As exemplified by Jed Brown's answer to Costs of lookups versus calculations, using vectorized vs non-vectorized floating point operations results in much faster code. Many modern compilers claim that they can perform automatic vectorization. How do I which parts of my code are being successfully vectorized?
Asked
Active
Viewed 4,594 times
3 Answers
10
With the Intel compiler of any modern vintage, -O3 -vec-report3. Optimization level three guarantees that it's trying to vectorize, and the vector report will tell you what it's doing.
The GNU page on vectorization says that it's on by default at optimization level 3, but I can't find the equivalent of vec-report.
Bill Barth
- 10,905
- 1
- 21
- 39
-
Thanks for the quick response. I didn't know about -vec-report3. Do you have a compiler preference when it comes to this type of thing (automatic vectorization)? – Matthew Emmett Jun 13 '12 at 19:54
-
Intel compilers are really good, but only for intel chips. You just have to add all the right pragmas (#pragma ivdep is easiest) GCC 4.7 has gotten a lot better but looking over some code with a colleague it still has bugs (like no vectorization inside openmp pragmas). – aterrel Jun 13 '12 at 20:44
-
1I would advise double checking how the Intel compiler does with vectorization on AMD chips. I'm not 100% sure that the problems of old still exist. – Bill Barth Jun 13 '12 at 22:18
-
2@BillBarth Yes, still an issue. See the Optimization Notice (in many place, e.g. http://software.intel.com/sites/products/collateral/hpc/compilers/intel_linux_compiler_compatibility_with_gnu_compilers.pdf).
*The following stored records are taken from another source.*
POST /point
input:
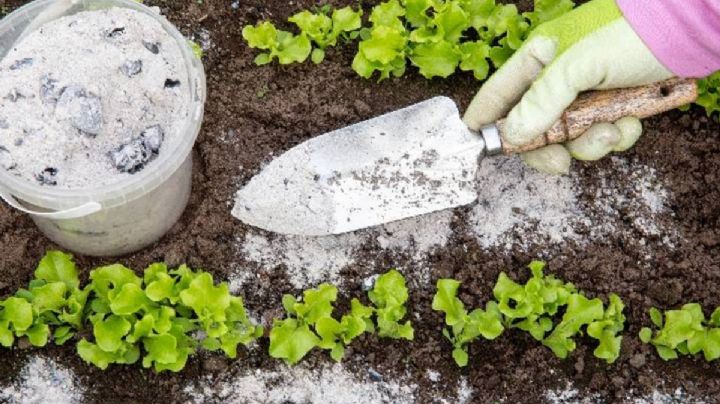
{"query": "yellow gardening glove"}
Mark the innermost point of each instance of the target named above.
(592, 47)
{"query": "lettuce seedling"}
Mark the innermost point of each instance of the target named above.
(159, 317)
(684, 332)
(464, 327)
(285, 46)
(709, 95)
(389, 296)
(50, 309)
(325, 30)
(533, 307)
(310, 323)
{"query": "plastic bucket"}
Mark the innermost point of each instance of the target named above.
(124, 217)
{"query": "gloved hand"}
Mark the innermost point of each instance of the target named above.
(591, 47)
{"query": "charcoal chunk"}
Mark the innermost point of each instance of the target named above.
(116, 32)
(49, 91)
(131, 67)
(6, 160)
(170, 83)
(22, 63)
(82, 109)
(48, 176)
(153, 47)
(153, 138)
(131, 157)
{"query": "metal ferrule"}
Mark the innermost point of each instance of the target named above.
(493, 141)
AMD won the court battle requiring Intel to disclose that they are anti-competitive, not to make them stop being. http://en.wikipedia.org/wiki/Intel_C%2B%2B_Compiler#Criticism Agner Fog on workarounds: http://www.agner.org/optimize/blog/read.php?i=49 – Jed Brown Jun 14 '12 at 13:28
-
@JedBrown, sure SSE is still weird, but what's the story with AVX? Those links indicate that things should be fine (since both companies implement AVX), but I haven't tested it on a Bulldozer machine. – Bill Barth Jun 14 '12 at 18:07
-
"Intel does not guarantee the availability, functionality, or effectiveness of any optimization on microprocessors not manufactured by Intel. Microprocessor-dependent optimizations in this product are intended for use with Intel microprocessors." Sounds to me like they are committed to making slow code on all hardware not manufactured by Intel. A have not heard of any evidence that it can produce good code for non-Intel, and I've seen it generate extremely bad code for non-Intel (not restricted to numerical code). – Jed Brown Jun 14 '12 at 21:07
-
I can confirm that Intel 12.1 is inserting code in binaries that checks cpuids and refuses to run AVX code on an AMD Interlagos processor. I don't know if it should be able to support it, or if the binary would run without the cpuid check. – Bill Barth Jun 15 '12 at 19:13
8
Within the GNU compiler collection, you have the option -ftree-vectorizer-verbose=n where n is a number between 0 and 6 which will print information similar to icc/ifort.
Pedro
- 9,573
- 1
- 36
- 45
5
With GNU compilers, adding -Wa,-ahl=asm.s will dump the generated assembly code to asm.s.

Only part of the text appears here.